Je fis volte-face et découvris Raph qui revenait visiblement de l'extérieur, une casquette enfoncée sur la tête. Karen se tenait juste derrière lui.

- J'espère qu'on n'est pas trop en retard, s'excusa-t-il en rejoignant la place qu'il occupait hier.

- On vient à peine de commencer, le rassura Salomé.

- J'ai eu envie d'explorer les environs avant le déjeuner, alors Karen a eu l'idée de me montrer un chemin de promenade.

Pendant que cette dernière s'installait parmi nous, je notai que son coup de soleil ne s'arrangeait pas.

- La conversation portait sur un cheval, informai-je mon meilleur ami. Un cheval à rééduquer.

- Désensibiliser, rectifia Sacha.

Comme je m'y attendais, Raph ouvrit grand les oreilles, vivement intéressé, et ne fit plus attention à ce qu'il faisait. Une tache de vinaigre s'élargit sur sa chemisette. Je lui résumai en deux phrases ce qu'il avait manqué et annonçai, avec prudence :

- Sacha s'est proposé pour essayer de régler un problème de comportement.

En disant cela, je goûtai en même temps que Raph l'émotion que me procurait cette idée.

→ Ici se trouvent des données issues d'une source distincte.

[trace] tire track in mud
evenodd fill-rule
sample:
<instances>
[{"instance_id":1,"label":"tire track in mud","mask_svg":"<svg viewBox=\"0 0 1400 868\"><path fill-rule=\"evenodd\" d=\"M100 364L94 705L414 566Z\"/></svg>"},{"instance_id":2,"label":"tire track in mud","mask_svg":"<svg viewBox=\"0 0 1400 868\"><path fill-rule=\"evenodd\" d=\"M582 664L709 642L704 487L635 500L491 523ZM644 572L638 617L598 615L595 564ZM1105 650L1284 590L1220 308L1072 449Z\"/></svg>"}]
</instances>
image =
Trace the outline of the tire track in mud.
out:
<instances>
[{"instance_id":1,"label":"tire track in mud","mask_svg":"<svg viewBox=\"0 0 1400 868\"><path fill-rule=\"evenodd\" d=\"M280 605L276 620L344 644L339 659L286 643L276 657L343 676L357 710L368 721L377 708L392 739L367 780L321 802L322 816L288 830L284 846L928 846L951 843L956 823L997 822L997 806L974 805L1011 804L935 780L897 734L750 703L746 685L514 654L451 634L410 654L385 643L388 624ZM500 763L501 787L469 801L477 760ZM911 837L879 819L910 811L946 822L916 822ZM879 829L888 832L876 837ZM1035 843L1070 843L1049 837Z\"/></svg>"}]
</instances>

Je n'avais pas encore digéré la soudaine initiative de mon compagnon, pensant qu'il allait refuser de rencontrer le poney, par peur de raviver la tristesse. Étrangers à ces blessures, nos nouveaux amis n'y voyaient quant à eux que du positif.

- On a un éthologue parmi nous ? s'exclama Karen, admirative.

- C'est un as ! confirma Raph.

L'intéressé se bourra la bouche de rondelles de concombre pour ne pas avoir à répondre.

Soudain, une pensée traversa la jeune femme :

- Du coup, changement de programme ?

- Quel programme ? réagit sa sœur.

Raph gigota sur sa chaise.

- Ce sont les derniers jours du festival de théâtre et Martin avait envie d'y aller.

C'était nouveau. Nous n'en avions pas reparlé depuis que j'avais émis la suggestion. Suggestion qui, je me souvenais bien, n'avait pas soulevé un grand enthousiasme. J'ouvris la bouche pour le rappeler, mais Raph n'avait pas fini d'exposer l'affaire :

- Karen a dit que ça l'intéresserait de venir avec nous.

Ah, je comprenais mieux. Maintenant qu'il avait invité quelqu'un, il aurait été malvenu d'annuler l'excursion. La séance de dressage ne pourrait donc avoir lieu aujourd'hui et, pour que Sacha ne lui en veuille pas, Raph avait décidé de me faire porter la responsabilité de l'activité. Ces petites manœuvres m'agaçaient. D'abord, j'étais certain qu'elles ne trompaient personne. Si je n'étais pas dupe de cette comédie, il n'y avait pas de raison pour que les autres le soient.

- Alors comme ça tu aimes le théâtre ? m'interrogea Hermine, le plus candidement du monde.

Je clignai des yeux.

- De moins en moins.

Je n'avais même pas songé au décalage entre les paroles de Raph et la froideur de ma réponse. Les mots avaient simplement jailli sous le coup de l'irritation. Encore une fois, Hermine me prit au pied de la lettre, absolument désarmante :

- Je vois. Tu as raison de persévérer. Au festival, tu verras peut-être de belles choses qui rallumeront la passion.

- Espérons-le...

- Mais oui, il faut garder confiance, renchérit Karen, juste avant de réaliser qu'elle n'avait pas encore eu de réponse à sa question : Ah, mais finalement, vous allez voir le cheval cet après-midi ?

- Non, non, assena Yves, une pointe d'affolement dans la voix. J'ai déjà dit que ce serait pour un autre jour. Faites votre sortie.

Il nous encourageait clairement à prendre le large.

- Une virée entre jeunes, c'est une super idée, approuva Salomé.

J'avais déjà entendu cette expression quelque part.